Ils sont divisés. D’un côté, les plus réformistes ne se formalisent pas de ces interpellations. «C’est normal, note Pascal Duran, de la CFTC. Ces arrestations étaient obligatoires. Ce qui s’est passé est scandaleux. On ne rentre pas dans une réunion comme ça pour agresser un DRH.» De l’autre, les organisations plus contestataires plaident la détresse des salariés face à la «violence sociale» de la situation pour expliquer leur geste.

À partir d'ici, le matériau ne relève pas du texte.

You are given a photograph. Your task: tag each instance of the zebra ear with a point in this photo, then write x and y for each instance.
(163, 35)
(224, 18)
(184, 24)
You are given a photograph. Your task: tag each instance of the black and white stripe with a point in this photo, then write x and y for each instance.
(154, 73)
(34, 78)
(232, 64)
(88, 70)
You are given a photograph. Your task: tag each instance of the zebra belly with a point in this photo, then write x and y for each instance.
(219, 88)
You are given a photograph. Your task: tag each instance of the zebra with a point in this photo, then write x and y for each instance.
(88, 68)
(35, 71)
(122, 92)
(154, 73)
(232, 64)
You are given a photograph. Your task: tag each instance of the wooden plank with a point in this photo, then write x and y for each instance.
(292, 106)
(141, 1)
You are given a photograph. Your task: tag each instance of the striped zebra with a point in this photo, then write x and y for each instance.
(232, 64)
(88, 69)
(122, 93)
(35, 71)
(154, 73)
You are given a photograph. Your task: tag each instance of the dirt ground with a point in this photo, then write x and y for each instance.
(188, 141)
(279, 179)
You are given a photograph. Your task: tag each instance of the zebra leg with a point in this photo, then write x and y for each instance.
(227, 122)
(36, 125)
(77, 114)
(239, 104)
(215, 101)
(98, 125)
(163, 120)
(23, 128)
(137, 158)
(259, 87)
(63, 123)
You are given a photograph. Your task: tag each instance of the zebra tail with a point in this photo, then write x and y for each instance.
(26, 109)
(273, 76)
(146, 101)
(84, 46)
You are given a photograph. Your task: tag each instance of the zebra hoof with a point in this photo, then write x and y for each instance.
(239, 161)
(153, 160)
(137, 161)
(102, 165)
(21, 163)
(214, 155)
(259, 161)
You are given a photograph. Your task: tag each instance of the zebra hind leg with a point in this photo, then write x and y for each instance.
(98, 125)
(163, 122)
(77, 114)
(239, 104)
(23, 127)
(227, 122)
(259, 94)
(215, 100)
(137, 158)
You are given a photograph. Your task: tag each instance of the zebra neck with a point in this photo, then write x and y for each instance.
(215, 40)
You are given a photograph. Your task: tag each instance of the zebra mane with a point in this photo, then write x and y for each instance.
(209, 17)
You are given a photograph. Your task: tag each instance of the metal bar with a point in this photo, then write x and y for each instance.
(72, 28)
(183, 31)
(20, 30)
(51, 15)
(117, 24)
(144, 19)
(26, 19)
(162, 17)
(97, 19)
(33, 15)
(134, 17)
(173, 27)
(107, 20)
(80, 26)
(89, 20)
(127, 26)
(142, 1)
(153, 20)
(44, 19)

«Avait-on besoin de venir les chercher au petit matin, si cela se trouve devant leurs enfants ?» , questionne André Villanueva, secrétaire de section CGT du fret de l’aéroport de Roissy Charles-de-Gaulle. « Une simple convocation aurait suffi, les gens seraient venus, ils n’auraient pas fugué. Ce ne sont pas des voyous. Le risque, c’est que tout ça mette le feu aux poudres». Même discours de Christophe Malloggi, de FO Air France, qui s’indigne, auprès de l’AFP, que les salariés aient été traités «comme des membres du grand banditisme ou des trafiquants de drogue ou d’armes» . Et un élu Sud d’ajouter : «Entre l’annonce des licenciements, les propos déplacés du PDG d’Air France [lors des rencontres patronales de Royaumont, en décembre 2014, ndlr], les arrestations : la direction a allumé plusieurs mèches.»
Leur sort pourrait donc peser dans la suite du conflit social. D’autant que le symbole autour de ces six employés est double. D’abord parce qu’ils travaillent dans la branche Cargo ou Air France Industries, comme magasiniers ou encore logisticiens. «Or, ce sont des secteurs qui ont déjà payé un lourd tribut au cours des dernières réformes mises en place par le groupe», explique l’élu Sud. Non seulement le fret est en sous-effectif, mais il est aussi très touché par la sous-traitance. Du coup, les gens ont peur. Surtout qu’ils ont déjà fait beaucoup d’efforts jusqu’alors» . Autre élément abrasif, plusieurs des salariés interpellés sont syndicalistes, et certains auraient des mandats syndicaux. L’un d’eux était candidat aux élections de délégué du personnel en mars 2015, sous les couleurs de la CGT. Un élément qui a, sous doutes, pesé dans le réveil des politiques, qui n’ont pas manqué de s’exprimer sur le sujet.
Et des politiques ?
Jean-Luc Mélenchon (Parti de Gauche, PG) a évoqué un «jour de deuil» et souhaité «que la résistance et la colère soient plus contagieuses que la peur». Cécile Duflot (Europe Ecologie - les Verts) s’est également fendue d’un message ironique sur Twitter. D’autres, comme Pierre Laurent, le secrétaire national du Parti communiste, et plusieurs élus PG, se sont rendus au rassemblement de soutien organisé à Roissy, par la CGT, lundi après-midi, et qui a réuni environ 150 personnes. Réclamant la libération des salariés arrêtés, l’élu PC a qualifié les interpellations d’«indignes de la République». Plus mesuré, Daniel Goldberg, député frondeur PS de Seine-Saint-Denis, a par ailleurs invité des salariés d’Air France à venir, mardi, à l’Assemblée nationale, pour discuter de leur perception du «dialogue social» dans la compagnie. Des discours aux antipodes de ceux tenus par le camp Les Républicains, qui s’est montré très virulent à l’égard des interpellés, sur fond de contestation de la légitimité des syndicats.